CNNに対する長距離依存性を強くモデリングする efficiently 医用画像分類代替の必要性を動機づける。
ViTとDeiTモデルを多 modality 医用データセットでCNNベースラインと比較評価する。
トランスフォーマーベースの医用画像分類を強化するデータ拡張と訓練戦略を検討する。
適切な指標を用いたデータセット間での ViT 改善の統計的有意性を評価する。

提案手法

三つの医用データセットで事前学習済み ViT バリアント（ViT-B/16, ViT-L/16, ViT-L/32）をファインチューニング。
ImageNet-21k からの転移学習を用いて ViT/DeiT と CNN ベースラインおよびアンサンブルモデルを比較。
クラス不均衡を扱うためデータセット特有のデータ拡張と損失関数（クロスエントロピー vs focal loss）を適用。
MCC, ROC-AUC, precision, recall, F1, accuracy, ROC 曲線などの指標で評価; MCC 比較について対応のある t 検定を実施。

Figure 1 : An original ViT [ 7 ] structure for the classification task.

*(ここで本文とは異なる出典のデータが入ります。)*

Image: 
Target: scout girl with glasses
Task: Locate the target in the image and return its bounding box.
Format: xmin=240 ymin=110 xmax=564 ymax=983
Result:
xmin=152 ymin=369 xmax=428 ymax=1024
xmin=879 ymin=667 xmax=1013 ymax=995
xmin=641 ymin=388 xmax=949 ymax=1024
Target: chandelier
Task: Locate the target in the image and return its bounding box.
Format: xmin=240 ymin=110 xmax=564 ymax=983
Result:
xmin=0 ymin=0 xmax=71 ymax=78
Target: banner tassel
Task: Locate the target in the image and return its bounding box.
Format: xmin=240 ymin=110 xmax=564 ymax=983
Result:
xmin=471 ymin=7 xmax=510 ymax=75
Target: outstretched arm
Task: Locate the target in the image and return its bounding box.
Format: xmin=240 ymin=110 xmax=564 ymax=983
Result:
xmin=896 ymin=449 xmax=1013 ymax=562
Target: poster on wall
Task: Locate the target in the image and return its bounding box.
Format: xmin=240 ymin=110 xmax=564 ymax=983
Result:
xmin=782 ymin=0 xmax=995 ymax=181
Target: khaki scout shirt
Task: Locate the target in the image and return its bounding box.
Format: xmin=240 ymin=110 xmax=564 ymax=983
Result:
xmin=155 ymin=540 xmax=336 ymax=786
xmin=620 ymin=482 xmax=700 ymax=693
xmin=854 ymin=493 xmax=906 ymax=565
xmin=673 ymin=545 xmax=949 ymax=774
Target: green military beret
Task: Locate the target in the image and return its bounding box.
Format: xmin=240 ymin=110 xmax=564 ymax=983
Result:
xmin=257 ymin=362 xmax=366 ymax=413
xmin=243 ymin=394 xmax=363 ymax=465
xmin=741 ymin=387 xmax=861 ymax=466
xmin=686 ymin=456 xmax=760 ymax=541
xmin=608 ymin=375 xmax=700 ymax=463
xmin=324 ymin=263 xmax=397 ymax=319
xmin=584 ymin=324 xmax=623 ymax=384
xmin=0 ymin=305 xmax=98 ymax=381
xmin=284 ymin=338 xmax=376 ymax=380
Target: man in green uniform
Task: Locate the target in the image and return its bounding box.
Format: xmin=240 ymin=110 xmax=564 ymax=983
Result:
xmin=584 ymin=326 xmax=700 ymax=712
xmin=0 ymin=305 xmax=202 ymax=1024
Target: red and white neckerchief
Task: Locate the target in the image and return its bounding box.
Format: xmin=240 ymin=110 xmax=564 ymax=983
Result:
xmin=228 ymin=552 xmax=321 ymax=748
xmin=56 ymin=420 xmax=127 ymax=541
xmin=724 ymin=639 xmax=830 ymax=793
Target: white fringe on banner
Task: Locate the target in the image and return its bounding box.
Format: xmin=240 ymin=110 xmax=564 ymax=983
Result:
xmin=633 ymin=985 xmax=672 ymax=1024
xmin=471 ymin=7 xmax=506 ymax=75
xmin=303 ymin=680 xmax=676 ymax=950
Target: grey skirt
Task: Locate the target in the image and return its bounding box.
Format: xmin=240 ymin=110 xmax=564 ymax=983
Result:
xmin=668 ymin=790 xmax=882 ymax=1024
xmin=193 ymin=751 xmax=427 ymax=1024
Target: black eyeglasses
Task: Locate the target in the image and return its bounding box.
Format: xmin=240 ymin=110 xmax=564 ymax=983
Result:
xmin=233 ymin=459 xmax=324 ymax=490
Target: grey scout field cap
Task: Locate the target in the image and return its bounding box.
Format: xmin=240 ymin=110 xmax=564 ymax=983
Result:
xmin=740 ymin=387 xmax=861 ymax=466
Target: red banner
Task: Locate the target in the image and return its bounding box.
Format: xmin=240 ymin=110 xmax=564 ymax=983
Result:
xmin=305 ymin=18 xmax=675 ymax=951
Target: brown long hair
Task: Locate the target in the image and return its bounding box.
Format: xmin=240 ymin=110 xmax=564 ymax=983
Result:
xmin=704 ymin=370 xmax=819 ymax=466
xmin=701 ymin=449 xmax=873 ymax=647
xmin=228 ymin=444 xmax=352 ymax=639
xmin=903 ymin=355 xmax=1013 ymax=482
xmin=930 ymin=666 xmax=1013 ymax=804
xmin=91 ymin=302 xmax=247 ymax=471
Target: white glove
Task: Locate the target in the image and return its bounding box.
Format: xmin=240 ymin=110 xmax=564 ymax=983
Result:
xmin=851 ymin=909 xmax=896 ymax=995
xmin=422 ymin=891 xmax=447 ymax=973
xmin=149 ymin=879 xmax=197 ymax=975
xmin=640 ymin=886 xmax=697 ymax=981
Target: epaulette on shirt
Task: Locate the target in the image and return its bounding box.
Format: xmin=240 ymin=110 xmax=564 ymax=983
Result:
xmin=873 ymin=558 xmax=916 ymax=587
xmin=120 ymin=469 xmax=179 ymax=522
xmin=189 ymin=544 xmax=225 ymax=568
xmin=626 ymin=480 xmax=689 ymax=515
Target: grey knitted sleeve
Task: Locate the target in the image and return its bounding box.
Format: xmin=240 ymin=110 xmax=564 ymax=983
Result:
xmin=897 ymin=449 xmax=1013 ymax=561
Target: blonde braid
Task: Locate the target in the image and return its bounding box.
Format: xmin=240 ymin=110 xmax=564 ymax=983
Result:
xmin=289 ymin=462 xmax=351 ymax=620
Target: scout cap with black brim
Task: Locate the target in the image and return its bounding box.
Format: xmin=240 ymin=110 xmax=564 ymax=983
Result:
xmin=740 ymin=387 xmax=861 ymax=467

The image is first converted into flattened patches through Patch Embedding and Position Embedding, then processed by the Transformer encoder [ 22 ] . The prediction result is obtained after the MLP Head.

実験結果

リサーチクエスチョン

RQ1ViTは胸部X線、内視鏡、カプセル内視鏡データセットでCNNベースのモデルを MCC と ROC-AUC の点で凌駕するのか。
RQ2ViT のバリアントは DeiT および CNN アンサンブルと多様な医用画像モダリティでどう比較されるのか。
RQ3データ拡張と損失関数はトランスフォーマーベースの医用画像分類の性能にどんな役割を果たすのか。
RQ4観測されたトランスフォーマーベースの改善はデータセット全体で統計的に有意か。
RQ5ViTベースのモデルは将来の医用画像分類研究の堅牢なベンチマークとなりうるか。

主な発見

ViT-L/16 は Chest X-ray で評価されたモデルの中で最も高い MCC を達成し、指標全体で強い性能を示す。
ViT バリアントは一般に Chest X-ray および Kvasir データセットで CNN ベースラインおよび DeiT を複数の指標で上回す。
Kvasir-Capsule データセットでは ViT-B/16 がトップ MCC を獲得し、トランスフォーマーモデルは重み付き精度と F1 スコアで優位性を示す。
ROC 曲線は3つのデータセットすべてで ViT モデルの競争力のあるまたは優れた性能を示す。
対応のある t 検定は Chest X-ray および Kvasir-Capsule データセットで ViT の MCC 改善が多くの SOTA ベースラインと比較して統計的に有意であることを示す；一部の Kvasir 比較は必ずしも有意ではない。

Figure 2 : Example samples from Chest X-ray, Kvasir, and Kvasir-Capsule datasets.

より良い研究を、今すぐ始めましょう

論文設計から論文執筆まで、研究時間を劇的に削減しましょう。

クレジットカード登録不要

このレビューはAIが作成し、人間の編集者が確認しました。